The reducers in a mapreduce job do not begin before all the map jobs are completed. Once all the map jobs are completed the reducers begin copying the intermediate key-value pairs from the mappers. Overall reducers start working as soon as the mappers are ready with key-value pairs.
Mapreduce works on the basis of large number of computers connected via a network also known as node. In a large network there is always a possibility that a system may not perform as quickly as others. This results in a task being delayed. By speculative execution this can be avoided as multiple instances of the same map are run on different systems.
Combiners codes are used to increase the efficiency of a mapreduce process. They basically help by reducing the amount of data that needs to be shifted across to reducers. As a safe practice the mapreduce jobs should never depend upon combiners execution.
In mapreduce framework each map function generates key values. The partition function accepts these key values and in return provides the index for a reduce. Generally the key is hashed and a modulo is done to the number of reducers.
The input reader as the name suggests primarily has two functions:
1. Reading the Input
2. Splitting it into sub-parts
The input reader accepts a user entered problem and then it divides/splits the problem into parts which then each are assigned a map function. Also an input reader will always read data from a stable storage source only to avoid problems.
The processing can occur on data which are in a file system (unstructured ) or in a database ( structured ). The mapreduce framework primarily works on two steps:
1. Map step
2. Reduce step
Map step: During this step the master node accepts an input (problem) and splits it into smaller problems. Now the node distributes the small sub problems to the worker node so that they can solve the problem.
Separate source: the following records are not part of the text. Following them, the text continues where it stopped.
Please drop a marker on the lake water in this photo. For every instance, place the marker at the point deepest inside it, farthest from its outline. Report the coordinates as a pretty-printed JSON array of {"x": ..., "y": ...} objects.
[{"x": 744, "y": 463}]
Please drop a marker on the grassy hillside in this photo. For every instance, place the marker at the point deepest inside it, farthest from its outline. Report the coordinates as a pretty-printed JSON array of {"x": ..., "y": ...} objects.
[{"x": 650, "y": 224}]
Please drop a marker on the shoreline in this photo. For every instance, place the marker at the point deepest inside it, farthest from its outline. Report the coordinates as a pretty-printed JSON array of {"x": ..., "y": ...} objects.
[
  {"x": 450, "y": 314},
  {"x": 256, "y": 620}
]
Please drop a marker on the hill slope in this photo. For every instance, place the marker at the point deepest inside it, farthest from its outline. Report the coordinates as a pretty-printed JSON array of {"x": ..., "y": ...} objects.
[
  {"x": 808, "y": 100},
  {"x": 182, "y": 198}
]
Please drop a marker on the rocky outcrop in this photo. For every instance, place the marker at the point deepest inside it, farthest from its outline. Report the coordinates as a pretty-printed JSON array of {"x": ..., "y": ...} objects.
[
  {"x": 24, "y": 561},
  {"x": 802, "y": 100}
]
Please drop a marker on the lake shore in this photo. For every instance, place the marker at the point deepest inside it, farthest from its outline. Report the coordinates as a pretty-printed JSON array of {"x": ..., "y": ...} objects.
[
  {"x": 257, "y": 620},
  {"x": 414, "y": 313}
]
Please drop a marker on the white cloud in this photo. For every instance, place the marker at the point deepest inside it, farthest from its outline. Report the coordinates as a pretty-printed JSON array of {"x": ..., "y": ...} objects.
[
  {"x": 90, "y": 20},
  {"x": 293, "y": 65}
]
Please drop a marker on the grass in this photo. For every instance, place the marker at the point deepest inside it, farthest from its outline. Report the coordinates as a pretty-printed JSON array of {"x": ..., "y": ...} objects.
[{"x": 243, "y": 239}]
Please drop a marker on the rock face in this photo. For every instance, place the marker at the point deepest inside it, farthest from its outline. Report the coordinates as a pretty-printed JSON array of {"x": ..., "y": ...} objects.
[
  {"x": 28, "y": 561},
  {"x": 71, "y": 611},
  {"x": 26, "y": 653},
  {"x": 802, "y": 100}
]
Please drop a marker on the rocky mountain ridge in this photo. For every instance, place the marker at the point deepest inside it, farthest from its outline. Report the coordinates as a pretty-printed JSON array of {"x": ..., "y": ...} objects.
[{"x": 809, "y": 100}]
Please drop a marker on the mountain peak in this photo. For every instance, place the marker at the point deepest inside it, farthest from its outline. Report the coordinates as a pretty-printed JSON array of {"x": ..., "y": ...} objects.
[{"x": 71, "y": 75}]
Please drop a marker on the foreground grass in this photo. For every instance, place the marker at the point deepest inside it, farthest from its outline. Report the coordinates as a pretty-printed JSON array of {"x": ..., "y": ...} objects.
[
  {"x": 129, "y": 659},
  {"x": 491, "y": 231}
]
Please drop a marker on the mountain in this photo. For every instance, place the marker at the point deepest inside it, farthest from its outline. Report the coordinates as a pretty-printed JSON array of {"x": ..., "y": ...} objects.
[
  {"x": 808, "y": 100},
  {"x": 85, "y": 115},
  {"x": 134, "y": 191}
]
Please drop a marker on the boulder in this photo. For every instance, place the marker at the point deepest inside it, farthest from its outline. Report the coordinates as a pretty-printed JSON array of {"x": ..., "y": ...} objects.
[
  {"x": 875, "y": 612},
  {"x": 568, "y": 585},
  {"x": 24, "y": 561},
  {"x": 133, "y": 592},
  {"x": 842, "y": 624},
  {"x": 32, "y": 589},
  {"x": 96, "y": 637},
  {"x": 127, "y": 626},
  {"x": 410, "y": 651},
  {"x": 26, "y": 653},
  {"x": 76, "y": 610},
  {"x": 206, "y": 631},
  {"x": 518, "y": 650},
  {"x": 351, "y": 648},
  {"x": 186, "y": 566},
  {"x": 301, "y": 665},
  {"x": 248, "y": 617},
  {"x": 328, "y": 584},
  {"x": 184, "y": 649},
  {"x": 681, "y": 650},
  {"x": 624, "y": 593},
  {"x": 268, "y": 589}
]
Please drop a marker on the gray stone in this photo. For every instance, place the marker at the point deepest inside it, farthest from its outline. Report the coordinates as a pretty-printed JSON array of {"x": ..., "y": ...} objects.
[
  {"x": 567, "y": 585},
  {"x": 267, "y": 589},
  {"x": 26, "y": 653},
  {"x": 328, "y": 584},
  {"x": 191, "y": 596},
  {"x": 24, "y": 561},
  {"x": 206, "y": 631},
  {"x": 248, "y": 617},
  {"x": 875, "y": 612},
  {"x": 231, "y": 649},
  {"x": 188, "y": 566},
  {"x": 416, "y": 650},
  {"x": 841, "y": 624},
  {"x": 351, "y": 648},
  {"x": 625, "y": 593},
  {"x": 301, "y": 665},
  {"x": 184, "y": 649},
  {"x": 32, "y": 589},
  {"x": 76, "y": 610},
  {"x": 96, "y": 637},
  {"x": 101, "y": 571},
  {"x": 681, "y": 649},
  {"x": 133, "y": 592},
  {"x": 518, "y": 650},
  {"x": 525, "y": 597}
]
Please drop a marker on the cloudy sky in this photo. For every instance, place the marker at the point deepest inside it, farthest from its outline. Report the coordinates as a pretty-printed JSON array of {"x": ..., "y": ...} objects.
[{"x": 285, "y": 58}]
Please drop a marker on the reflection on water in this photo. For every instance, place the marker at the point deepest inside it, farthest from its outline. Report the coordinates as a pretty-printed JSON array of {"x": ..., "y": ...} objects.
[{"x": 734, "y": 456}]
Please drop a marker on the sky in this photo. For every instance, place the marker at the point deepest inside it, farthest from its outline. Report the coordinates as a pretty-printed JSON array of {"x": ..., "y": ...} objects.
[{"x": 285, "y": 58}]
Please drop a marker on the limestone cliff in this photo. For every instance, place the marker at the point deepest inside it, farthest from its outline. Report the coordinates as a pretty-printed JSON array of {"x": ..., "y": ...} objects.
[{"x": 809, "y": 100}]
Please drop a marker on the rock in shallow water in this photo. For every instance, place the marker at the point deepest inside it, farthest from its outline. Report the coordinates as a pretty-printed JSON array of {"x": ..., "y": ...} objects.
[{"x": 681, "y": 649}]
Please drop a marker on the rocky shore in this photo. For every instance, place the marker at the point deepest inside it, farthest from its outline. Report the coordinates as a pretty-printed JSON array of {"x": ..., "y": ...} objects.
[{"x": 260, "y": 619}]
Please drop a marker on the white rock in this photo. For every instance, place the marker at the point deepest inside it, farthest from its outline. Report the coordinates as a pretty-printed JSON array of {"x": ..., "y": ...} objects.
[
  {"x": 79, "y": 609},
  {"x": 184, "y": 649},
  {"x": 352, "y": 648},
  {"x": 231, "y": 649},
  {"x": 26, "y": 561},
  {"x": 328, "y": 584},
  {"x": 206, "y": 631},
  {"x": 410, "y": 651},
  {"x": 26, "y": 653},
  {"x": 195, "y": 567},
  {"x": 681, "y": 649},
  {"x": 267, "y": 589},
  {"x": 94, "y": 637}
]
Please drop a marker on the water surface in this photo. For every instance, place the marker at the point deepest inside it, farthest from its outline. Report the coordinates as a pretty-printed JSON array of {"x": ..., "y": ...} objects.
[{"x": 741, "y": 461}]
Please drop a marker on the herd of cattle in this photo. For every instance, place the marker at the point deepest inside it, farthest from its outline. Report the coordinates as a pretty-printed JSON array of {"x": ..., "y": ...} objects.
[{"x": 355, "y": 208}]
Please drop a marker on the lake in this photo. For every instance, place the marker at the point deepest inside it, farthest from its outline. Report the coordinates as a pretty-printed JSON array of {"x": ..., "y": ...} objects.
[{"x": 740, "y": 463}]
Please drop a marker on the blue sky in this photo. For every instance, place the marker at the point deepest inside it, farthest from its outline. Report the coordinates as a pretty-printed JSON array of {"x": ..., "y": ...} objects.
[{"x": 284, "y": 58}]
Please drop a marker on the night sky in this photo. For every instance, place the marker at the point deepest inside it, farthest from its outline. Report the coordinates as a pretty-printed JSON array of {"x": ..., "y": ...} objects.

Reduce step: Once the sub problem is solved by the worker node, the node returns a solution to the master node which accepts all the solutions of the worker node and re-compiles them into a solution. This solution is for the input that was provided to the master node.
MapReduce is a software framework that was created by Google. It`s prime focus was to aid in distributed computing, specifically large sets of data on a group of many computers. The frameworks took its inspiration from the map and reduce functions from functional programming.
Some of the shortcomings of mapreduce are:
One-input two-phase data flow is rigid i.e. it does not allow for multiple step processing of records.
Being based on a procedural programming model this framework requires code for simple operations.
The map and reduce functions being opaque does not allow for optimization easily.
The mapreduce algorithm has 4 main phases:
3. Shuttle and sort
4. Phase output
Mappers simply execute on unsorted key/values pairs.They create the intermediate keys. Once these keys are ready the combiners pair the key/value pairs with the right key. The shuttle/sort is done by the framework their role being to group data and transfer it. Once completed, it will proceed for the output via the phase output process.
Distributed grep: A line is emitted by the map function if it matches a pattern. The reduce function is an identity function that copies supplied intermediate data for output.
Term-vector per host: In this the map function emits a hostname, vector pair for every document (input). The reduce function adds all the term vectors pairs generated and discards any infrequent terms.
In mapreduce the map phase if subdivided into M pieces and the reduce phase into R pieces. Each worker is assigned a group of tasks this improves dynamic load balancing and also speeds up the recovery of a worker in case of failures.
Mapreduce framework provides a user with many different output and input types.
Ex. Each line is a key/value pair. The key is the offset of the line from the beginning of the file and the value are contents of the line. It is up-to the will of the user. Also a user can add functionality at his will to support new input and output types.
A scarce resource is one which is available in limited quantities for the system. In mapreduce the network band-with is a scarce resource. It is conserved by making use of local disks and memory in cluster to store data during tasks. The function uses the location of the input files into account and aims to schedule a task on a system which has the input files.
In a mapreduce job the master pings each worker periodically. In case a worker does not respond to that system then the system is marked as failed. Even completed tasks are rescheduled because the output was stored in a in a local disk of a worker which failed. Hence mapreduce is able to handle large-scale failures easily by simply restarting a task. The master node always saves itself at checkpoints and in case of any failure it simply restarts from that checkpoint.
The mapreduce framework contains most of the key architecture principles of cloud computing such as:
Scale: The framework is able to expand itself in direct proportion to the number of machines available.
Reliable: The framework is able to compensate for a lost node and restart the task on a different node.
Affordable: A user can start small and over time can add more hardware.
Due to the above features the mapreduce framework has become the platform of choice for the development of cloud applications.